Der Bonner Mathematik-Professor Matthias Kreck verfasste auf dem Höhepunkt des Guttenberg-Skandals mit sieben weiteren Hochschullehrern eine "Erklärung zu den Standards akademischer Prüfungen", der sich mehr als 3300 Akademiker anschlossen - bevor Kreck nach zwei Wochen die Liste wegen der Fülle der Briefe, die ihn erreichte, wieder schloss. Den Wissenschaftlern ging es um das Ansehen der wissenschaftlichen Forschung und das Verfahren bei der Vergabe von Doktortiteln.

Jetzt war es an der Bayreuther Kommission höchstpersönlich, Empfehlungen für die Wissenschaftswelt auszusprechen, um anderen Hochschulen eine Schmach wie nach der Affäre Guttenberg zu ersparen.

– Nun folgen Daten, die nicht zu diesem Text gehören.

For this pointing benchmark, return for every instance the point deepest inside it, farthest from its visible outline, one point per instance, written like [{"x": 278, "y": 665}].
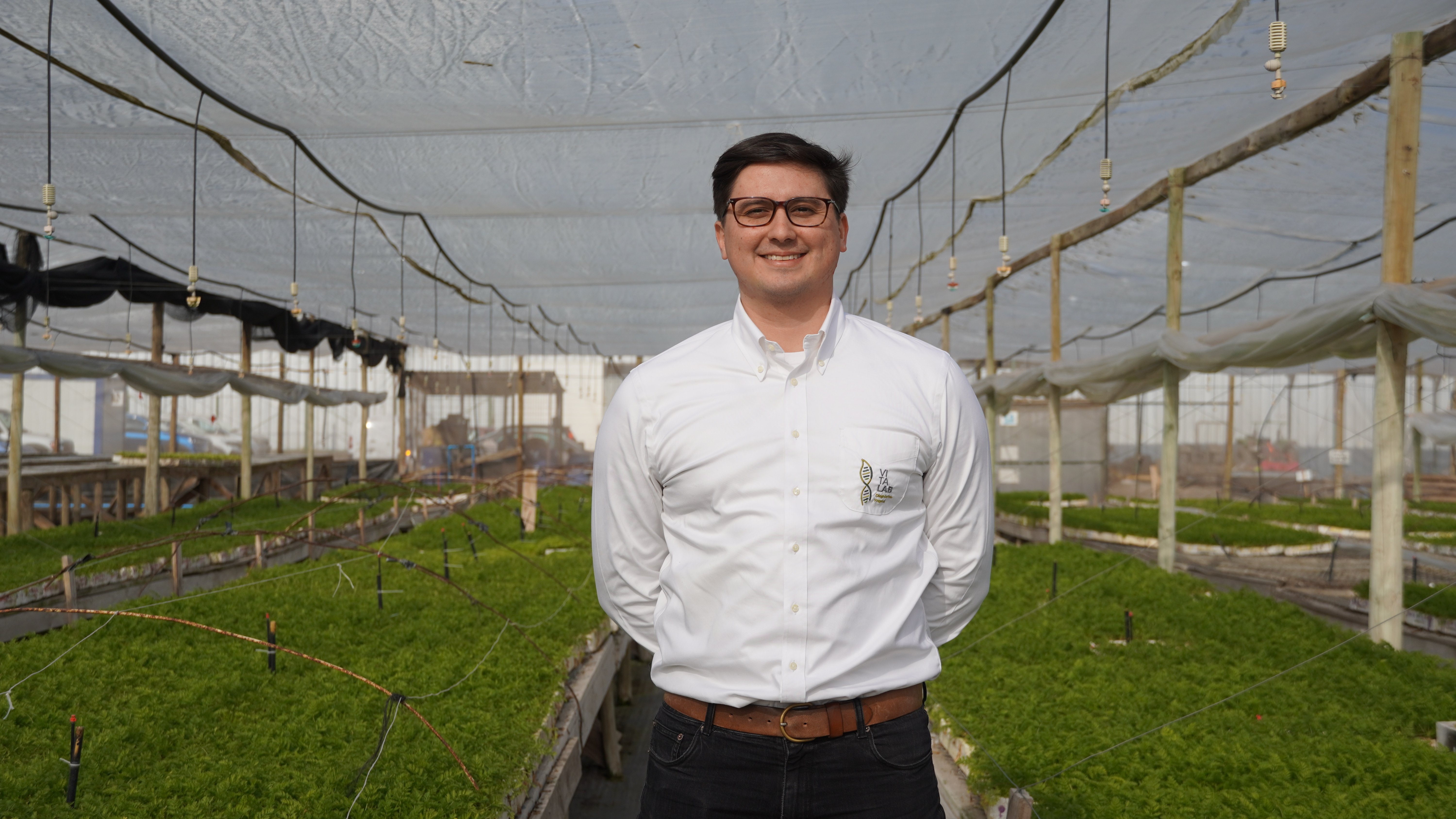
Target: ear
[{"x": 723, "y": 241}]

Und tatsächlich setzt der Abschlussbericht einen Schwerpunkt auf nötige Veränderungen im Verfahren - nicht ohne jedoch zu betonen, dass ein Fall Guttenberg an jeder beliebigen Hochschule in Deutschland hätte passieren können, nicht nur in Bayreuth:

"Der Vorfall hat sich an einer bayerischen Universität ereignet. Derartige Vorfälle ereignen sich auch an jeder anderen Universität. Es gibt keinen 'Fall Bayreuth'. Vielmehr handelt es sich - wie auch die Erfahrung der zur Kommission hinzugezogenen Experten bestätigt - um einen Fall, der nicht auf strukturelle Defizite an der Universität Bayreuth zurückzuführen ist", heißt es in dem Gutachten.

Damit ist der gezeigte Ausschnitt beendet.